RogerBW's Blog

Cthulhu Eternal WWI 23 September 2023

I've localised another SRD book for Cthulhu Eternal.

This is a set of core rules, lightly tweaked for the WWI period – not a full sourcebook on how to run campaigns there, though with a bit of history knowledge and skill at research you wouldn't be off to a bad start.

How is this different from the standard Jazz Age rules? That was always in my mind, because in terms of the actual real-world things that exist the answer is "not very much"; it's more of a matter of emphasis. As with the WWII book, whenever I write about an actual historical conflict, I want to do it with respect for the real people who really suffered and died – which, to me, means including lots of historical elements, rather than using the war as a backdrop (what I think of as the world-war-land amusement park approach).

So in my introduction I've tried to touch on the points that I consider important: it's a huge war, with huge casualties, both civilian and military; it sees the first significant use of tanks and aircraft in warfare; technology is constantly advancing, and nobody really knows how best to use it. You can talk about the taxis of Paris, but this is largely a horse-drawn and foot-slogging war. Espionage is still seen as "ungentlemanly"; it happens, but on a small scale, and nobody really wants to talk about it.

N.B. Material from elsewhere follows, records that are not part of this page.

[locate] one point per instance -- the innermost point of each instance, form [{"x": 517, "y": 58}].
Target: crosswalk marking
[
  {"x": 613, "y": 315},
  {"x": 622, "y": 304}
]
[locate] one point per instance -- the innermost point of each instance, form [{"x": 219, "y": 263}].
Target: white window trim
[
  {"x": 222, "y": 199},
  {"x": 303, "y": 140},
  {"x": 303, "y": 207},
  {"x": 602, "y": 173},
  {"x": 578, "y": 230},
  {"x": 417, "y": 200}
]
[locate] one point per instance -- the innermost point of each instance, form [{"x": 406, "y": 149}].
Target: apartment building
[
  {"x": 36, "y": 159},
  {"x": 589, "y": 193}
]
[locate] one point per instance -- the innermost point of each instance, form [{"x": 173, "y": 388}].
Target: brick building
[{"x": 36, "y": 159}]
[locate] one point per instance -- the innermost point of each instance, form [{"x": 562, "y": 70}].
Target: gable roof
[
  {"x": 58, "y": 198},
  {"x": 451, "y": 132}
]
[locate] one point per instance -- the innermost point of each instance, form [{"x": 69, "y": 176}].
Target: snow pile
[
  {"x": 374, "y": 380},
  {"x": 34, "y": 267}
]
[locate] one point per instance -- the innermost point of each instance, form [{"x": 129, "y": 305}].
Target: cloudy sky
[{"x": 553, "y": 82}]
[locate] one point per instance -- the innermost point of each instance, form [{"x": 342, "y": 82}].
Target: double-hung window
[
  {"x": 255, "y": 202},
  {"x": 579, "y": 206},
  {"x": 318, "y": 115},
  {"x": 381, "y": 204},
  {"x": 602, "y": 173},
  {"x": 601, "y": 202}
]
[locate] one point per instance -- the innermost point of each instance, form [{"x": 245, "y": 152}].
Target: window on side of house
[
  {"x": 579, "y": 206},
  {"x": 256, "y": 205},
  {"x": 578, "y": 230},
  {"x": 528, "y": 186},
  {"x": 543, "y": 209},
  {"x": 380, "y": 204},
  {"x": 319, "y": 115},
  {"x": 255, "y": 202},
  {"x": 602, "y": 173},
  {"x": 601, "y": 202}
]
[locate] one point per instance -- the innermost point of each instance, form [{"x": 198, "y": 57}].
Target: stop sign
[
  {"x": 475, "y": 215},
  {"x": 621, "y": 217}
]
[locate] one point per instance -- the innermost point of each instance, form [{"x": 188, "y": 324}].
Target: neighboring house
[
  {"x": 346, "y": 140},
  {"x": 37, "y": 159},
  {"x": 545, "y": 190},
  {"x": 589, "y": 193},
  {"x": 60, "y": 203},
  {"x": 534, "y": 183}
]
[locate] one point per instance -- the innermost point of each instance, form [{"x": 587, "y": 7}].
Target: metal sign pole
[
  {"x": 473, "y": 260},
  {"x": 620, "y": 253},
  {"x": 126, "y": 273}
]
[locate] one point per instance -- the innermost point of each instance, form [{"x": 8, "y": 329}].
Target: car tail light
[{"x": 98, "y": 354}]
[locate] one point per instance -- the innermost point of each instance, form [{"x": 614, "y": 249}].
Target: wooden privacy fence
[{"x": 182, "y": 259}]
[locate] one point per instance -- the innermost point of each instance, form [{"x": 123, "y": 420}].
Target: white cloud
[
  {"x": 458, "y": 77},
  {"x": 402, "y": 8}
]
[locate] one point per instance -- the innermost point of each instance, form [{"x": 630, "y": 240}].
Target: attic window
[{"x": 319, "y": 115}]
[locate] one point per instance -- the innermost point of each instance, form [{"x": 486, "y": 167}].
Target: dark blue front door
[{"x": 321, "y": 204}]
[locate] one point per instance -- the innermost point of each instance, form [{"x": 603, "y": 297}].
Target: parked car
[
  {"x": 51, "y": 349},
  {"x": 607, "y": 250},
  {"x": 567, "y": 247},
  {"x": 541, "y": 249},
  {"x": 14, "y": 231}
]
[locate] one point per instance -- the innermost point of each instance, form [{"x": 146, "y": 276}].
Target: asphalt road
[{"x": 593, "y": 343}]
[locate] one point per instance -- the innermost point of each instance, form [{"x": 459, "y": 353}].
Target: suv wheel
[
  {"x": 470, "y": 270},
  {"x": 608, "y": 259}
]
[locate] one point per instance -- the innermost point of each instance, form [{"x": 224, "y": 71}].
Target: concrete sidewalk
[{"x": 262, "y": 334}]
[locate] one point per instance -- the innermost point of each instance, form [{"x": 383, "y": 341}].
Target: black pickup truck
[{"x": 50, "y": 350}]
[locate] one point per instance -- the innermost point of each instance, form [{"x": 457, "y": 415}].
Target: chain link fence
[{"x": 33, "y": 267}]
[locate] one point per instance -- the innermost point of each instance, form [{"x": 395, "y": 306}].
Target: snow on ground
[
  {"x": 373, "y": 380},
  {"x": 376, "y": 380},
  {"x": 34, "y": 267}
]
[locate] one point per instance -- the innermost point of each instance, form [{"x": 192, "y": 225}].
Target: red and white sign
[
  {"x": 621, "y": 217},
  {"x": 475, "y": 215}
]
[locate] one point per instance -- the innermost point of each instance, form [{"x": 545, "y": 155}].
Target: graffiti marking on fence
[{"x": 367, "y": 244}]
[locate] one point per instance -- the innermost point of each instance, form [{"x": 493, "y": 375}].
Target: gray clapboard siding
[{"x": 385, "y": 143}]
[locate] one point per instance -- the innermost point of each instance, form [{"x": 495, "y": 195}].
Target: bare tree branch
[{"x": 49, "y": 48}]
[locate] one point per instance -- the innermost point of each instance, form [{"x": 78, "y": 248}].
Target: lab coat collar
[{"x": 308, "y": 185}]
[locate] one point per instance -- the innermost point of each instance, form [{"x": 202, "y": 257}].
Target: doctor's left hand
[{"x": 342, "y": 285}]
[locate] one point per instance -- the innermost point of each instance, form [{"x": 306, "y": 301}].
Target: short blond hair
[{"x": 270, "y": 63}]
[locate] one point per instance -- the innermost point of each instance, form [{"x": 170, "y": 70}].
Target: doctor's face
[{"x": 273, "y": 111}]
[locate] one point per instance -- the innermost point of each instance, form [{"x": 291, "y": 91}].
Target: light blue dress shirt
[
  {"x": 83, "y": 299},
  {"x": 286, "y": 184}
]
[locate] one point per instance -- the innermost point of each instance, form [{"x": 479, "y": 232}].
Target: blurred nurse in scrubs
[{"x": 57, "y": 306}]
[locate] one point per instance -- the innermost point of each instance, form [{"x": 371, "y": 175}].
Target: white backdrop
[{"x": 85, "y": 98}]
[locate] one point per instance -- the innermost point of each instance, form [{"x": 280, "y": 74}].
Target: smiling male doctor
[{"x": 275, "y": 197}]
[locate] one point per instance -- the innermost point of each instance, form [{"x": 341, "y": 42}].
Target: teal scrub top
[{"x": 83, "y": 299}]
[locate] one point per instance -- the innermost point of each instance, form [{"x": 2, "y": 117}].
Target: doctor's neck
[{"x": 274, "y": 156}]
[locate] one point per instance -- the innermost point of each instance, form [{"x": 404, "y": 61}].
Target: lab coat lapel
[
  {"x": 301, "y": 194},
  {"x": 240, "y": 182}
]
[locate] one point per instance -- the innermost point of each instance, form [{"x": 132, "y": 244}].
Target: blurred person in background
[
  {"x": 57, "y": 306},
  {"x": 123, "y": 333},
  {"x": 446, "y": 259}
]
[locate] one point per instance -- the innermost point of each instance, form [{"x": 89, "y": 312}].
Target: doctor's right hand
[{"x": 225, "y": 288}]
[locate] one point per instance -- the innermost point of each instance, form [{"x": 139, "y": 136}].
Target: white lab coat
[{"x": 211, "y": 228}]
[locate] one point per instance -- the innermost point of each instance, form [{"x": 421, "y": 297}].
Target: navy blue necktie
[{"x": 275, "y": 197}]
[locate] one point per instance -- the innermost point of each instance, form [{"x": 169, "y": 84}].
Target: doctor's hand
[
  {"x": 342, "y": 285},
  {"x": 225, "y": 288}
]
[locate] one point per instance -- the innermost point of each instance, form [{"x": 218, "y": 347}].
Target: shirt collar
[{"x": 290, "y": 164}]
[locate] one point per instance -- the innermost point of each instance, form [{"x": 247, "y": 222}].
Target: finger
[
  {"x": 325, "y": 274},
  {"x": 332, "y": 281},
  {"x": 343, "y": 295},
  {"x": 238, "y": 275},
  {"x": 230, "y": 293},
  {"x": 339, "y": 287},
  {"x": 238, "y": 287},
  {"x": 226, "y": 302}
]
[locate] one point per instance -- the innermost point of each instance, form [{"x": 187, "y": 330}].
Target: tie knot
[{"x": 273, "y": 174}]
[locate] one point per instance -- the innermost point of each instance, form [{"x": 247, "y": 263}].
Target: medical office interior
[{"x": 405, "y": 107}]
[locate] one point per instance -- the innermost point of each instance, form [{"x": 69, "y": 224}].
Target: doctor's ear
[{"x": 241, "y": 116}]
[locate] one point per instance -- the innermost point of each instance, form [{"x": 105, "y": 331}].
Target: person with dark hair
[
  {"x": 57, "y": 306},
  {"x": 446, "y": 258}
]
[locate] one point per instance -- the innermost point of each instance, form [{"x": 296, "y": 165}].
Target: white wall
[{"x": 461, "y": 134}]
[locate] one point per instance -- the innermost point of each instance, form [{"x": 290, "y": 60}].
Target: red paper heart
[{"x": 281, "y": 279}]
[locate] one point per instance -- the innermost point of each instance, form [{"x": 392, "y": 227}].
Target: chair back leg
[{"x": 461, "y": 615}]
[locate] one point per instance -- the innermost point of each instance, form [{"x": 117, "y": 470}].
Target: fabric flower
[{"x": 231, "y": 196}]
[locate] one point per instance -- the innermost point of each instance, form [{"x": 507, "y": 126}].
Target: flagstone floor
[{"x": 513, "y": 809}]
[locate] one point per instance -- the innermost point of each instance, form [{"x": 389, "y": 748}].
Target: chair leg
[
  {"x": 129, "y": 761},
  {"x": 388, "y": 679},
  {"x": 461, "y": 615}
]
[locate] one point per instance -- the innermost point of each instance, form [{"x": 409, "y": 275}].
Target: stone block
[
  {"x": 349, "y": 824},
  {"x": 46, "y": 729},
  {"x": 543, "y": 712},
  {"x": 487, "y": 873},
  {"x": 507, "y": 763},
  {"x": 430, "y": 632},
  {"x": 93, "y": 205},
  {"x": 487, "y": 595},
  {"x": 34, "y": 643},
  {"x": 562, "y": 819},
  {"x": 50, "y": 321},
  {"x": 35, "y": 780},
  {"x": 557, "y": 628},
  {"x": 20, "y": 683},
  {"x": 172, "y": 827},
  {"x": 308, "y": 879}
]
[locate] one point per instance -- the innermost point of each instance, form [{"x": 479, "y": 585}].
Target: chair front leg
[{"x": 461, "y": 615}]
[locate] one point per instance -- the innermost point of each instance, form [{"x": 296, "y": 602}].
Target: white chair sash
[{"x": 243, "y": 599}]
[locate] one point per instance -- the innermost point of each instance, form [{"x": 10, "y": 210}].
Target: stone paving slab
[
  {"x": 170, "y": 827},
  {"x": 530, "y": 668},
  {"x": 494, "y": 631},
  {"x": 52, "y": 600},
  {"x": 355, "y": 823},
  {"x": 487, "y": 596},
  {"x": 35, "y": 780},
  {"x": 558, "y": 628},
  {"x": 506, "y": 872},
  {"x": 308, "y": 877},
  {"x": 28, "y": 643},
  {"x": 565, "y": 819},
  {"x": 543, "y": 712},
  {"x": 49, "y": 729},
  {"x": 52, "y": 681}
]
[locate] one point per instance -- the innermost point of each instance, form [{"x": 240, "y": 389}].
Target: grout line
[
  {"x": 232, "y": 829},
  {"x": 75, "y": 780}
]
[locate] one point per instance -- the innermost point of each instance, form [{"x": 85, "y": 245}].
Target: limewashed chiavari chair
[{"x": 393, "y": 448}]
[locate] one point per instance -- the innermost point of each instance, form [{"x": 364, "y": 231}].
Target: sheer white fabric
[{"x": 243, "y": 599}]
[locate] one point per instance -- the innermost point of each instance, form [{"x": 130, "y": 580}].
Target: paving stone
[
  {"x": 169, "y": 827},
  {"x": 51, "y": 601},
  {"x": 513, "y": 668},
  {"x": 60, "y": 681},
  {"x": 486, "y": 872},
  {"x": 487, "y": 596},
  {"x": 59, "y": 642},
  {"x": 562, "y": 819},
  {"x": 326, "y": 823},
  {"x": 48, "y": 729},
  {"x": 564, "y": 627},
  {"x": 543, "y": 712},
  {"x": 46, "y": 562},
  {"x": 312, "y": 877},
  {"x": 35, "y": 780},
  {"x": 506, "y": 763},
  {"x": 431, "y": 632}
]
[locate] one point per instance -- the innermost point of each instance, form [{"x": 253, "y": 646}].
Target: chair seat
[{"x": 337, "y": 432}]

Which in turn means that the scope for small parties of soldiers or specialists going off and doing Mythosy things is quite limited; this is a war of the infantry battle lines facing each other, arguably the last such war at least at scale, and scenarios should take this into account. There may be small ad-hoc scouting parties; there aren't commando raids.

While it became a cliché that everyone involved in WWII wrote their own book about it, and by the 1950s the market was thoroughly bored with them, the prevailing feeling after WWI was that it was best forgotten as quickly as possible. (And it hasn't been as popular a period to write about later as WWII, with its rich array of 1960s films, its Greatest Generation mythology, and its obvious bad guys.) There aren't many readily-accessible sources to get a feeling of this war the way there are for WWII. I've listed some, of course.

Naturally, there are rules here for war gases, and for trench-related diseases. The Great War is one of the first in which combat stress is noticed and talked about at all, but at least in British and German forces, admitting that you've gone a bit wobbly will often get you shot for cowardice, so the most important part of seeking treatment for mental illness is choosing someone to talk to whom you can trust.

The WWI SRD is available (pay what you like) from DriveThruRPG.

See also:
Cthulhu Eternal WWII


  1. Posted by David Pulver at 01:09am on 25 September 2023

    Sounds cool.

    You can go mad from confrontation with cosmic horror, with a high chance of horrible death. You can go mad from shell shock and PSTD in the hell of the trenches, with a high chance of horrible death. Why not do both simultaneously and get it over with?